Vimizim is an enzyme replacement therapy that is used to treat Morquio A, a metabolic syndrome that occurs in about 1 of every 200,000 births and prevents the body from properly breaking down sugar. Vimizim launched in 2014, and the drug brought in $77 million in revenue during the year. Management predicts continued success for the drug, guiding for Vimizim to bring in revenue between $200 and $220 million for 2015.
Management is guiding for continued growth for each of these drugs. When combined with the company's other two drugs on the market, management is calling for revenue in the $850-$880 million range for 2015, which would represent year over year growth of 15% at the midpoint.
What's in the pipeline?
Beyond the already approve drugs on the market, BioMarin has a strong pipeline of opportunity that could continue to drive growth in the years ahead.
While there are several therapies for investors to be excited about here, there are a two that caught my attention and are worth highlighting.
The first is drisapersen, which BioMarin brought into its pipeline with the acquisition of Prosensa Holdings and is the furthest along in clinical development. Drisapersen is a treatment for Duchenne muscular dystrophy, a terrible disease characterized by the weakening of the muscles of the body that affects roughly 1 in 3,500 newborn boys.
Drisapersen is designed to treat approximately 13% of patients with a specific genetic mutation underlying Duchenne muscular dystrophy, and in June 2013 the drug was granted breakthrough therapy designation by the FDA. BioMarin successfully submitted the drug to the FDA for review in June, and should have a decision by December of this year. Peak sales estimates for the drug are around $500 million.
Another candidate that caught my attention is BMN-111, which is a treatment for children with achondroplasia, the most common form of human dwarfism.
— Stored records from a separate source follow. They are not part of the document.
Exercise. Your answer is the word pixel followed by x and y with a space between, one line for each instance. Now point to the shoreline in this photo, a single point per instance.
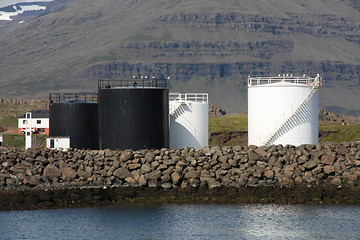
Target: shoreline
pixel 89 197
pixel 326 173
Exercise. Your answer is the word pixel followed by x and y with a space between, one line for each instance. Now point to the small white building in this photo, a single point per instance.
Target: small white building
pixel 39 122
pixel 189 120
pixel 60 143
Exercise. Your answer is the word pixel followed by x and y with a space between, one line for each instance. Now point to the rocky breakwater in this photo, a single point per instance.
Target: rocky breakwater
pixel 231 174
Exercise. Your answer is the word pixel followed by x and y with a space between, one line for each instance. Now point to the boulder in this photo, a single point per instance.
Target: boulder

Results from a phase 2 study were recently released, in which patients treated with BMN-111 showed a 50% increase in mean annualized growth velocity when compared to their previous growth rate, and the therapy appears to be well tolerated.
The company estimates that it has a current addressable market of 24,000 patients for BMN-111, and analysts are calling for peak sales of the drug of $2 billion, which represents an enormous opportunity.
All for a price
While BioMarin certainly has a great current portfolio of drugs and a strong pipeline of opportunity, the market has really been bidding up the stock recently, pushing the price-to-sales ratio to a five-year high.
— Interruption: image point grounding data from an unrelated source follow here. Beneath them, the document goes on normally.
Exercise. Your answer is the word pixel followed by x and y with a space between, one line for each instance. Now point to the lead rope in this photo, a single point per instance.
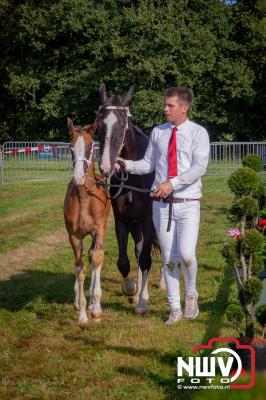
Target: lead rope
pixel 121 186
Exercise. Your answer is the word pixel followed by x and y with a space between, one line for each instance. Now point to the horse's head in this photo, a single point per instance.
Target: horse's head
pixel 81 146
pixel 112 126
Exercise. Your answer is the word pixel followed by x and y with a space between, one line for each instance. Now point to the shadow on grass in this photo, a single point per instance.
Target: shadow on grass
pixel 21 289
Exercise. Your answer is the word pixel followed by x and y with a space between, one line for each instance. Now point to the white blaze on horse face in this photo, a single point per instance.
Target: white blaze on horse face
pixel 79 154
pixel 109 121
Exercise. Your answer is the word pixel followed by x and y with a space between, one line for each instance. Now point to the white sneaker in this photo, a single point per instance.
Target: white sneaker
pixel 175 316
pixel 191 310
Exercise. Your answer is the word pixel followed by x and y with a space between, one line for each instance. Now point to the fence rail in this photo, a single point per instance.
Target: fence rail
pixel 53 159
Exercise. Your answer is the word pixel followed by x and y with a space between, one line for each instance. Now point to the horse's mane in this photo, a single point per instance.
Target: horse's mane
pixel 141 141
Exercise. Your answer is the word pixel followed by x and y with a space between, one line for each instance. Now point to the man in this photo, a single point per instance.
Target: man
pixel 178 152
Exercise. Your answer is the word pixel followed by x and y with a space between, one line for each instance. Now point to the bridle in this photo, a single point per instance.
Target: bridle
pixel 128 115
pixel 87 161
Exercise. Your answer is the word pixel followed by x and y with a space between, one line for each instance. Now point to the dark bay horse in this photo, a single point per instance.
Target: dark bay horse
pixel 132 210
pixel 86 210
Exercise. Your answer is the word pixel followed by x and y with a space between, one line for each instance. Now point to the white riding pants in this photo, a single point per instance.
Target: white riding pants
pixel 179 242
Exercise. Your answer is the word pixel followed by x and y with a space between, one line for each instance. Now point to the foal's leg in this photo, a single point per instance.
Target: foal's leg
pixel 129 287
pixel 96 257
pixel 162 285
pixel 80 270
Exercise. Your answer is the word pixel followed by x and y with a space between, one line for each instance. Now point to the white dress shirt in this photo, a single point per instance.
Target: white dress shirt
pixel 193 148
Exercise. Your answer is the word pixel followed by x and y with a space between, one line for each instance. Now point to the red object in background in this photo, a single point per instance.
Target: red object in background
pixel 262 223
With a current price-to-sales ratio of more than 27, BioMarin's stock already has a lot of good news priced in and the market appears to be placing a huge value on the company's pipeline of products. While there is plenty of reason to be optimistic about the company's future, I'm personally going to watch from the sidelines for now, as I think the valuation has gotten ahead of itself. The long-term opportunity here looks quite compelling, and I'll continue to follow the progress of the company closely, but I'd want a more attractive entry price before I could personally call the shares a buy.